Apoio as mãos no mármore da pia, minhas pernas estão trêmulas, quase sem força o suficiente para me manter em pé. Jogo água em meu rosto e nuca, escovo os dentes e faço um gargarejo para tirar o gosto amargo da boca, é a quinta vez de hoje.
Observo meu reflexo no espelho, a falta de cor em meu rosto que ainda tem água pingando pelo queixo. As bochechas antes preenchidas parecem secas que quase consigo ver meu osso, diferente do meu pescoço para baixo que é só o que consigo ver. A saboneteira na minha clavícula mais marcada do que era antes e meus braços que antes eu reclamava por achar que estava em excesso agora quase posso contornar meus dedos ao redor dele. As falhas presente no topo da minha cabeça, tufos de cabelo nascendo e caindo em seguida, as unhas que antes eu gostava de deixá-las longas e pintadas, agora são curtas por estarem frágeis e moles.
Tento me conformar que estou assim por tudo que vem acontecendo nos últimos meses, mas não posso deixar de sentir falta de como meu corpo era antes. Nunca achei que a imagem da morte seria bonita de qualquer maneira.
- Por que insiste em levantar quando vai vomitar?- Josh pergunta aparecendo no espelho.

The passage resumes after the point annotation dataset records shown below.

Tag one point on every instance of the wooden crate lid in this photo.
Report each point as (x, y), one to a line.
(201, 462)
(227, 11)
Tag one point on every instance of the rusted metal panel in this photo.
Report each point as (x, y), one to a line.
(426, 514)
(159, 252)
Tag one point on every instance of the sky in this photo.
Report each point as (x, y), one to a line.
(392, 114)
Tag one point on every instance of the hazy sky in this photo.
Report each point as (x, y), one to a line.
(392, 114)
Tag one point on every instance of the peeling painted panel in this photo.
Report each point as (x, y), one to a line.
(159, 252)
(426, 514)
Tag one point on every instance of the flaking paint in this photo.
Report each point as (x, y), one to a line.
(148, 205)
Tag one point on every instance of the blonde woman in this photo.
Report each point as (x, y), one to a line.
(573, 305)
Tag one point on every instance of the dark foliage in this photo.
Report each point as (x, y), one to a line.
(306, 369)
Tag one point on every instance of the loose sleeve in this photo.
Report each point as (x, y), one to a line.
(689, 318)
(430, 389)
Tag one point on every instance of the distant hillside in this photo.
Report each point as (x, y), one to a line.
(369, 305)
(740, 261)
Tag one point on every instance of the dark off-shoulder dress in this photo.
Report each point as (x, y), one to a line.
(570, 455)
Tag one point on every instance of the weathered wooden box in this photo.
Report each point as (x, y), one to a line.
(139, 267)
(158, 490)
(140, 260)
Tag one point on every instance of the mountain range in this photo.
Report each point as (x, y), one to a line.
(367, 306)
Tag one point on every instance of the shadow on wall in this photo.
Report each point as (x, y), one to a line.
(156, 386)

- Porque é nojento vomitar no balde e consigo dar alguns passos até o banheiro.
- Quer que eu finja que não estou vendo o esforço para estabelecer as pernas?- Pergunta se aproximando.
- Estou bem.- Murmuro.
- Vou trocar o remédio para enjôo, aparentemente seu organismo se acostumou com o que está tomando agora.- Diz colocando as mãos em meus cotovelos.
- Meu organismo não entende mesmo o que é bom ou ruim para ele.
Josh fica me olhando pelo reflexo do espelho, está me ajudando a ficar em pé com menos força. Começo a sentir vergonha, ele já me viu antes, sabe que eu jamais optaria por ficar desse jeito. Sabe que se eu pudesse estaria com os olhos brilhando como antes.
- Não leve o espelho tão a sério.- Sussurra passando a mão por meu braço.- A doença fica aparente demais, você tem que saber que é mais do que só um rostinho bonito.
- Eu só queria poder olhar pra mim e poder sentir um pouco de paz, mas quando me vejo só sinto angústia.
- Vamos subir.- Diz tirando suas mãos de mim.
- Subir?
-A noite está linda, tenho certeza que vai amar a vista lá de cima.
- Você não pode ficar parando de trabalhar assim Josh.
- Não estou mais trabalhando, já fizemos a troca de turnos.
- Eu preciso avisar a minha mãe, ela vai chegar aqui e não vai encontrar ninguém.
- Sua mãe está resolvendo as coisas para você poder sair da UTI, temos tempo.
- Então acho que podemos ir.- Digo caminhando até a maca.
- Só temos um problema.
- Que seria?
- Não dá para ir o percurso inteiro com a cadeira, você vai ter que dar alguns passos a mais do que só para o banheiro.
- Se você acha que vale o esforço, só vamos doutor.
Parece que seus olhos brilham orgulhosos pela minha decisão. Se ele soubesse o quanto é cansativo querer fazer algo e não poder por estar fraca demais.
★★★
- Aonde vocês dois pensam que estão indo?- Noah pergunta ao entrar no elevador e apertar o botão do segundo andar.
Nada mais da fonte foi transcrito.